Questa è stata una di quelle giornate in cui l’unica cosa che sento di fare è maledire il momento in cui sono venuta al mondo. A dire il vero adesso sto meglio, ed è forse per questo che riesco a scrivere, ma sento ancora vaghi i segni della somatizzazione: un senso di nausea e un’insofferenza alle persone. Ho un solo desiderio, essere stata davvero un’orfana adottata da una coppia gay. Credo che sarei stata più felice e mi sarei sentita più amata. Io credo che Dio non avrebbe dovuto concedere a mia madre di mettere al mondo dei figli. La sua vicinanza mi ha destabilizzato di nuovo. Impiego mesi, anni per raggiungere un precario equilibrio interiore e poi, basta un attimo, e sono di nuovo perduta. Stamattina sono stata malissimo. Ho cercato, come sempre, di ottenere il massimo controllo degli effetti sul mio corpo, ed in parte ci sono riuscita. In alcuni momenti il senso di nausea e i conati di vomito sono diventati così forti da indurmi alla sudorazione. Non vedevo l’ora di arrivare a casa mia. Mentre ero sull’autobus credevo di non riuscire a trattenere il vomito, e poi mi è sopraggiunta un’emicrania terribile. Una volta giunta a casa (…mi sembrava di non arrivarci mai) ho fatto una doccia decontaminante e mi sono barricata dentro, assalita da un desiderio ossessivo di quiete e solitudine. Vorrei solo sapere quando finirà…quando potrò guardarmi allo specchio e leggere nei miei occhi un briciolo di serenità…quando.
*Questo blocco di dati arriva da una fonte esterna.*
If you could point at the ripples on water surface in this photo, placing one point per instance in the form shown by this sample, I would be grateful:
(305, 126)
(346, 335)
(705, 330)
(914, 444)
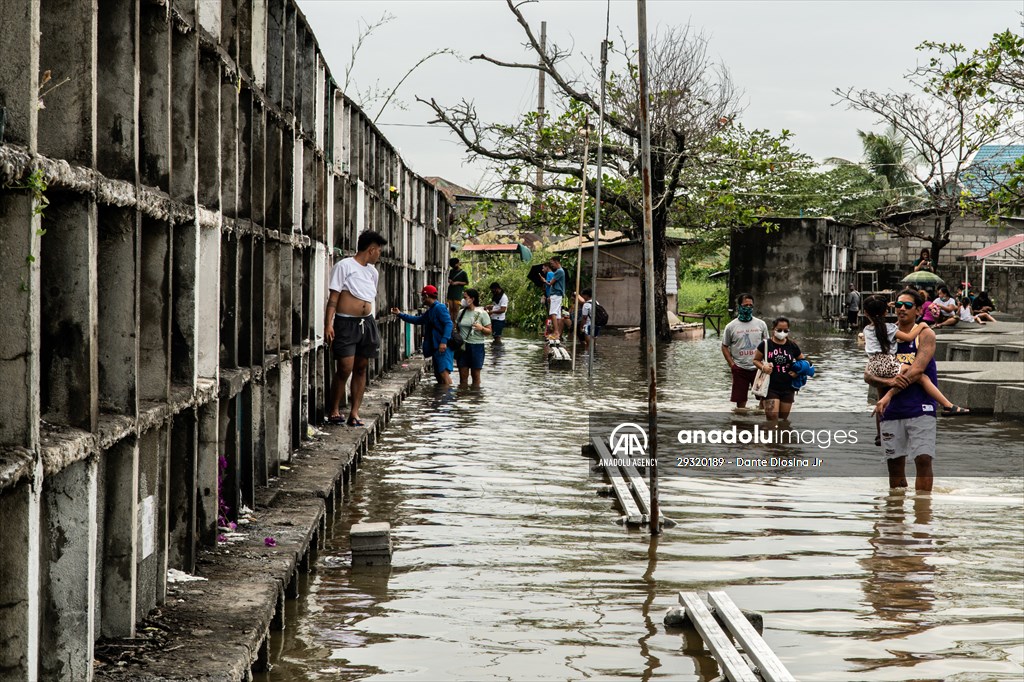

Perché non ho diritto a questo, perché sono condannata a vagare in eterno alla ricerca delle mie radici, ed ogni volta che mi sembra di averle trovate devo riconoscere che non era quello che cercavo. Perché sono così inquieta, perché tutto quello che c’è intorno non mi basta

3 commenti su “

  1. utente anonimo

    E' sempre difficile commentare cose così intime, ma credo che nel tuo precedente blog tu possa trovare, se non risposte, almeno dei motivi di speranza.
    Crescenzo

  2. Tisbe

    @ Gaetano & Crescenzo: grazie siete così cari! in ogni caso mi rialzerò, ma è difficile andare avanti non avendo nulla a cui aggrapparsi…soprattutto non avendo una famiglia di supporto…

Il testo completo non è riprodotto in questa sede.